Rock Paper Scissors

The Sample Space is the Cartesian Product of {Rock, Paper} and {Paper, Scissors}

Which means the following are possibilities:

(The following are ordered pair of (Bob's Move, Park's Move))

1. (Rock, Paper) -> Bob looses
2. (Rock, Scissors) -> Bob wins
3. (Paper, Paper) -> ...
4. (Paper, Scissors) -> Bob looses

Now, note that the problem says that the game continues till someone wins .

So, the (Paper, Paper) possibility is eliminated leaving:

1. (Rock, Paper) -> Bob looses
2. (Rock, Scissors) -> Bob wins
3. (Paper, Scissors) -> Bob looses

Out of this three cases only one can be won by Bob.

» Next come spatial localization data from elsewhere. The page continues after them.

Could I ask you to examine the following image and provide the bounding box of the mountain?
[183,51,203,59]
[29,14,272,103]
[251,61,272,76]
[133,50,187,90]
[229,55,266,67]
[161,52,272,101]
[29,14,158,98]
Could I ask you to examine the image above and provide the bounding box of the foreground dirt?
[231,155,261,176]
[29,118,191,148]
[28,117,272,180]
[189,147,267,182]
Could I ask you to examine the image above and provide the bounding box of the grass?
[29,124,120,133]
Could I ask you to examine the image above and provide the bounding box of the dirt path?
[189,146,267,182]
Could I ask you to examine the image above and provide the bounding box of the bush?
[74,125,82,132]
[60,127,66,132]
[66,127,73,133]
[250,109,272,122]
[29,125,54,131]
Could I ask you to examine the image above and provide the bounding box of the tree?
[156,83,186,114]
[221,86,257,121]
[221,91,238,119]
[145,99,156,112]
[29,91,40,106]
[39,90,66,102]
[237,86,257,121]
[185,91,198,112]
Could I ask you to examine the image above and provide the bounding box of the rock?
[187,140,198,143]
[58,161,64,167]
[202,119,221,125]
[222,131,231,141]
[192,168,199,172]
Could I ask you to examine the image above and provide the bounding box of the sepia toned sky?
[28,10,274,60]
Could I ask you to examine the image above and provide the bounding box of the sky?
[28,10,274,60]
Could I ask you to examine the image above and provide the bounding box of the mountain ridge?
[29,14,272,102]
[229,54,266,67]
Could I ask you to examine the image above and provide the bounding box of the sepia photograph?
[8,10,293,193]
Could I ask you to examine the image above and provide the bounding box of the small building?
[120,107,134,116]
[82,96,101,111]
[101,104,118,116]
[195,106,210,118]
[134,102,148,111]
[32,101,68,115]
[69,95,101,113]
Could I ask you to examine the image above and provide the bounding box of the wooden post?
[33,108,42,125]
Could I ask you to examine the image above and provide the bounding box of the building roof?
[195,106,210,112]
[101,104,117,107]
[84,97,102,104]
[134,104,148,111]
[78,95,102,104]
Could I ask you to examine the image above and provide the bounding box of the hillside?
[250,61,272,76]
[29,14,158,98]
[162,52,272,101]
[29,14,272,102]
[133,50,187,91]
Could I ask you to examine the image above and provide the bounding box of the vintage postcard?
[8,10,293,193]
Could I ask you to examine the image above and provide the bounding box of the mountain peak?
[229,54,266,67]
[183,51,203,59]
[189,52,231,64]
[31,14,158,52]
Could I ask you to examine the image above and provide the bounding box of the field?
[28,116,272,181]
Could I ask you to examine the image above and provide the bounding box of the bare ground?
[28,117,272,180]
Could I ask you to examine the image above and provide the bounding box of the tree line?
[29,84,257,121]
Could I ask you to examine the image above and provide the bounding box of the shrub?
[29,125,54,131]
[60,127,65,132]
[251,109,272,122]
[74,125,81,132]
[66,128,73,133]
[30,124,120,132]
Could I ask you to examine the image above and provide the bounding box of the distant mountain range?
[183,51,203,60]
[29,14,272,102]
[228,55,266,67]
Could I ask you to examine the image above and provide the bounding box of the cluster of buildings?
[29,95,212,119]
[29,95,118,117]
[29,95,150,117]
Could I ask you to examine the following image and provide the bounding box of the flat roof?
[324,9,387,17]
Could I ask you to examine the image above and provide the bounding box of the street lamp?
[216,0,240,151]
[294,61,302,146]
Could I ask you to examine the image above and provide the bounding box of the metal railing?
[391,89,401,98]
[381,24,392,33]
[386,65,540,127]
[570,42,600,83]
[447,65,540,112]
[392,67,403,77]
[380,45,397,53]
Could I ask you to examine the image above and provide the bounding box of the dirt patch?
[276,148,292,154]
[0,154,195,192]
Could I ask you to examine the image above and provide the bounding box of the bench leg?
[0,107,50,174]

Clearly the chances of him winning is 1/3

The first round, there is a 1/4 chance of a win and 1/4 chance of a tie. If there is a tie, the game repeats with the same probabilities. This leads to a total probability of P(Bob wins) = P(Bob wins in first round) + P(Tie in first round) * P(Bob wins in second round) + P(Tie in first round) * P(Tie in second round) * P(Bob wins in third round) + ... .

This results in the sum (1/4)^n, of n from 1 to infinity, which is equal to 1/3.